The economic package includes a lot of measures spread over 5 tranches. However, there exists the problem of implementing those measures. A classic example is the provision of collateral-free automatic loans to MSMEs. There is a high risk of non-return to banks in such cases unless the businesses end up earning high-profits amidst a global crisis, that is if the MSMEs get the required loans after overcoming the hurdles of meeting the high credit score criteria, bearing high processing costs followed by tedious procedures, and still not receiving the entire amount applied for. 

Conclusion

Both ‘Aatmanirbhar Bharat Abhiyaan’ and the ‘Make In India Campaign’ attempt to attract Foreign Direct Investment by laying emphasis on the promotion of local products to help with the declining job market.

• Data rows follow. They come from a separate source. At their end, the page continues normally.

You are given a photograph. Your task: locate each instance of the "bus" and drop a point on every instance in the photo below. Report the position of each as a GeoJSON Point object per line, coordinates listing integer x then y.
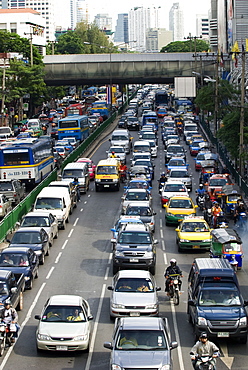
{"type": "Point", "coordinates": [75, 110]}
{"type": "Point", "coordinates": [76, 126]}
{"type": "Point", "coordinates": [29, 161]}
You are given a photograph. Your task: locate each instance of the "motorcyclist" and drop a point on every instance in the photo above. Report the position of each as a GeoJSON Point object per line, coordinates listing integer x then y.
{"type": "Point", "coordinates": [172, 269]}
{"type": "Point", "coordinates": [9, 316]}
{"type": "Point", "coordinates": [203, 347]}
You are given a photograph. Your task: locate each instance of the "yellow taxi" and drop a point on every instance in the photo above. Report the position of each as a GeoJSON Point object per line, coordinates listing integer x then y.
{"type": "Point", "coordinates": [177, 208]}
{"type": "Point", "coordinates": [193, 233]}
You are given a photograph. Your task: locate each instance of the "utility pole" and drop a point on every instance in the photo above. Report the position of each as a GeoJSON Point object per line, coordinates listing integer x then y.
{"type": "Point", "coordinates": [242, 117]}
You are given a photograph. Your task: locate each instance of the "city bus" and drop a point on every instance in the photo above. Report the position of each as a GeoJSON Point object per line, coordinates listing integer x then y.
{"type": "Point", "coordinates": [76, 126]}
{"type": "Point", "coordinates": [29, 161]}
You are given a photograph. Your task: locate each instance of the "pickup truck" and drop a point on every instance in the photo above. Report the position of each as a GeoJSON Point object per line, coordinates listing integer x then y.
{"type": "Point", "coordinates": [11, 288]}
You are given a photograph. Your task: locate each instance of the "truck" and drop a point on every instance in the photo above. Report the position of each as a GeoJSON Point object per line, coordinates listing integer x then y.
{"type": "Point", "coordinates": [12, 286]}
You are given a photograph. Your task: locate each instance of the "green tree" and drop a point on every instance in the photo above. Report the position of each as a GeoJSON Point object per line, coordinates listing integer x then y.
{"type": "Point", "coordinates": [186, 46]}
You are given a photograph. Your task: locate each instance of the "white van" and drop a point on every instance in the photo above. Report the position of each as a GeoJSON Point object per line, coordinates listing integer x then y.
{"type": "Point", "coordinates": [57, 201]}
{"type": "Point", "coordinates": [121, 138]}
{"type": "Point", "coordinates": [80, 171]}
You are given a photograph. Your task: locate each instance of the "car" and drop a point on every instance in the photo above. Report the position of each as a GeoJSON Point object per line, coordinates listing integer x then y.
{"type": "Point", "coordinates": [35, 238]}
{"type": "Point", "coordinates": [21, 261]}
{"type": "Point", "coordinates": [173, 188]}
{"type": "Point", "coordinates": [5, 205]}
{"type": "Point", "coordinates": [151, 346]}
{"type": "Point", "coordinates": [133, 293]}
{"type": "Point", "coordinates": [177, 208]}
{"type": "Point", "coordinates": [143, 210]}
{"type": "Point", "coordinates": [13, 190]}
{"type": "Point", "coordinates": [42, 219]}
{"type": "Point", "coordinates": [135, 247]}
{"type": "Point", "coordinates": [193, 233]}
{"type": "Point", "coordinates": [64, 324]}
{"type": "Point", "coordinates": [182, 175]}
{"type": "Point", "coordinates": [136, 195]}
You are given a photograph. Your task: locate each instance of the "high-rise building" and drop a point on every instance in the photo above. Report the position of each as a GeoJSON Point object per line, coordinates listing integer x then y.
{"type": "Point", "coordinates": [121, 29]}
{"type": "Point", "coordinates": [156, 38]}
{"type": "Point", "coordinates": [176, 22]}
{"type": "Point", "coordinates": [44, 7]}
{"type": "Point", "coordinates": [202, 26]}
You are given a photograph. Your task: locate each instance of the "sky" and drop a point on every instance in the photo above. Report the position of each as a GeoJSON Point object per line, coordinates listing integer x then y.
{"type": "Point", "coordinates": [114, 7]}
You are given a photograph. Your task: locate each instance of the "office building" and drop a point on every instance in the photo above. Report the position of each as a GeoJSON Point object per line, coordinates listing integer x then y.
{"type": "Point", "coordinates": [176, 22]}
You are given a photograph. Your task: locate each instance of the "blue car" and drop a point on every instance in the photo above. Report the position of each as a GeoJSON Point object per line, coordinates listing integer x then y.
{"type": "Point", "coordinates": [21, 260]}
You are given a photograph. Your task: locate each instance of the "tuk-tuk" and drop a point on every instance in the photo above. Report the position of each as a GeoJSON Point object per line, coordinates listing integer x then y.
{"type": "Point", "coordinates": [226, 243]}
{"type": "Point", "coordinates": [231, 194]}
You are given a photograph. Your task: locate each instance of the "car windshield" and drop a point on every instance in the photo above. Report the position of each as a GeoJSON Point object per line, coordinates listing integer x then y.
{"type": "Point", "coordinates": [198, 227]}
{"type": "Point", "coordinates": [138, 211]}
{"type": "Point", "coordinates": [136, 340]}
{"type": "Point", "coordinates": [134, 285]}
{"type": "Point", "coordinates": [180, 203]}
{"type": "Point", "coordinates": [11, 259]}
{"type": "Point", "coordinates": [36, 221]}
{"type": "Point", "coordinates": [216, 297]}
{"type": "Point", "coordinates": [26, 238]}
{"type": "Point", "coordinates": [133, 237]}
{"type": "Point", "coordinates": [63, 314]}
{"type": "Point", "coordinates": [136, 196]}
{"type": "Point", "coordinates": [49, 203]}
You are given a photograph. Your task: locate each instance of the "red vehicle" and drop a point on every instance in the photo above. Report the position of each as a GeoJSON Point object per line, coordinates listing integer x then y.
{"type": "Point", "coordinates": [91, 166]}
{"type": "Point", "coordinates": [75, 110]}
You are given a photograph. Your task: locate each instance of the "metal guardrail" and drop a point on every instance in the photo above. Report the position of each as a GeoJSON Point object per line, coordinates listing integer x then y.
{"type": "Point", "coordinates": [7, 225]}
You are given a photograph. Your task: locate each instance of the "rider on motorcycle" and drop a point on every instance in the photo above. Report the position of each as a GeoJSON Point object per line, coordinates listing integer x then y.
{"type": "Point", "coordinates": [204, 347]}
{"type": "Point", "coordinates": [172, 269]}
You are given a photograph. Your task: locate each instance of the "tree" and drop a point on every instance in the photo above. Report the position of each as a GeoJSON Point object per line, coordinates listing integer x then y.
{"type": "Point", "coordinates": [185, 46]}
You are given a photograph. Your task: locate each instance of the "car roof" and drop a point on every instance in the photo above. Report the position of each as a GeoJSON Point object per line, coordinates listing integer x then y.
{"type": "Point", "coordinates": [65, 300]}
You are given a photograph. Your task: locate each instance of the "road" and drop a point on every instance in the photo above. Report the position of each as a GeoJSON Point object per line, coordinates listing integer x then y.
{"type": "Point", "coordinates": [80, 263]}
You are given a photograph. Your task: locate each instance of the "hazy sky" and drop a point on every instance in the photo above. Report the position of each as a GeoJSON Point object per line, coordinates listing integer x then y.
{"type": "Point", "coordinates": [114, 7]}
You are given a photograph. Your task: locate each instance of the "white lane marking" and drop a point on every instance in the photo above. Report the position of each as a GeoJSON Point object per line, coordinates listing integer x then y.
{"type": "Point", "coordinates": [179, 349]}
{"type": "Point", "coordinates": [22, 325]}
{"type": "Point", "coordinates": [58, 257]}
{"type": "Point", "coordinates": [63, 246]}
{"type": "Point", "coordinates": [107, 273]}
{"type": "Point", "coordinates": [50, 272]}
{"type": "Point", "coordinates": [93, 337]}
{"type": "Point", "coordinates": [69, 235]}
{"type": "Point", "coordinates": [76, 221]}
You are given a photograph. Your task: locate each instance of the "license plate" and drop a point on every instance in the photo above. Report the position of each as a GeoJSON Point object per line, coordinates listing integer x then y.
{"type": "Point", "coordinates": [223, 335]}
{"type": "Point", "coordinates": [136, 314]}
{"type": "Point", "coordinates": [61, 348]}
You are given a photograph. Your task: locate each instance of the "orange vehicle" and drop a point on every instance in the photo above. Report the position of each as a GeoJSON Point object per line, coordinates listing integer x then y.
{"type": "Point", "coordinates": [217, 182]}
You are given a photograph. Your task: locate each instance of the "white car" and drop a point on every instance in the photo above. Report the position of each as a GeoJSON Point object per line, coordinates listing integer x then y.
{"type": "Point", "coordinates": [42, 219]}
{"type": "Point", "coordinates": [64, 324]}
{"type": "Point", "coordinates": [173, 188]}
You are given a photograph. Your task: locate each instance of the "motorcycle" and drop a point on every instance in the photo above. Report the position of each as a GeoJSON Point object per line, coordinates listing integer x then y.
{"type": "Point", "coordinates": [174, 288]}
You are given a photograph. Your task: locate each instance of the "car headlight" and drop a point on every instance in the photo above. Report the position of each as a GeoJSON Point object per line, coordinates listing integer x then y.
{"type": "Point", "coordinates": [243, 321]}
{"type": "Point", "coordinates": [80, 337]}
{"type": "Point", "coordinates": [202, 321]}
{"type": "Point", "coordinates": [116, 305]}
{"type": "Point", "coordinates": [43, 337]}
{"type": "Point", "coordinates": [116, 367]}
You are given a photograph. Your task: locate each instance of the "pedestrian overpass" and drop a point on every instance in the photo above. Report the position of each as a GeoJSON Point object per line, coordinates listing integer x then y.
{"type": "Point", "coordinates": [125, 68]}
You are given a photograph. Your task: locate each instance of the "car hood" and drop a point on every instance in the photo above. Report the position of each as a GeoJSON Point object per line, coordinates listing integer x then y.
{"type": "Point", "coordinates": [136, 358]}
{"type": "Point", "coordinates": [62, 329]}
{"type": "Point", "coordinates": [139, 299]}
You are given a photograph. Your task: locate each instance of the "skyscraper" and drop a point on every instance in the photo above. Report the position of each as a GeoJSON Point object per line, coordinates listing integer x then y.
{"type": "Point", "coordinates": [176, 22]}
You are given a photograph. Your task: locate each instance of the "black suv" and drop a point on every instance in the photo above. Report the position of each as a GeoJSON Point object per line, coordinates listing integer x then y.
{"type": "Point", "coordinates": [135, 248]}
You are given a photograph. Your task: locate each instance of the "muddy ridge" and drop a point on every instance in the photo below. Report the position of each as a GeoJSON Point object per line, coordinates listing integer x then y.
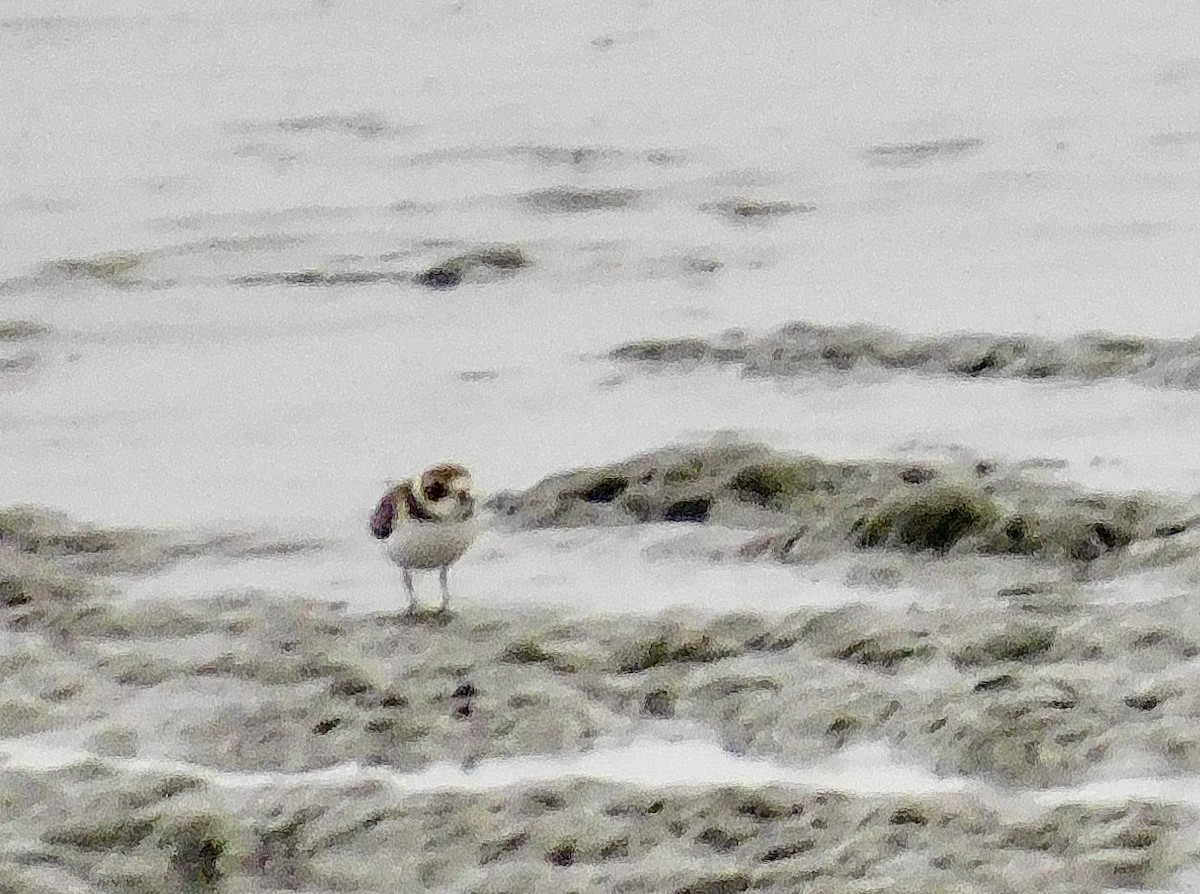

However, this causes a critical problem in a developing country like India which needs to depend on cost-effective imports of several products in which it does not have a comparative advantage and the domestic production of which will lead to increased manufacturing cost, thus, leading to the loss of a competitive edge in the Global Market. Although, Aatmanirbhar Bharat Abhiyaan does possess an advantage due to the inclusion of agriculture, which had been neglected all this while.

Although the package is very comprehensive and caters to the needs of all people, past history of failures due to the presence of corrupt bureaucracy raises the question of whether the relief package will have its desired effect. However, if the package is properly implemented and people are educated about the schemes through various drives and trained to utilize the benefits available to them, then there exists the possibility of success of the package through economic upliftment of the nation.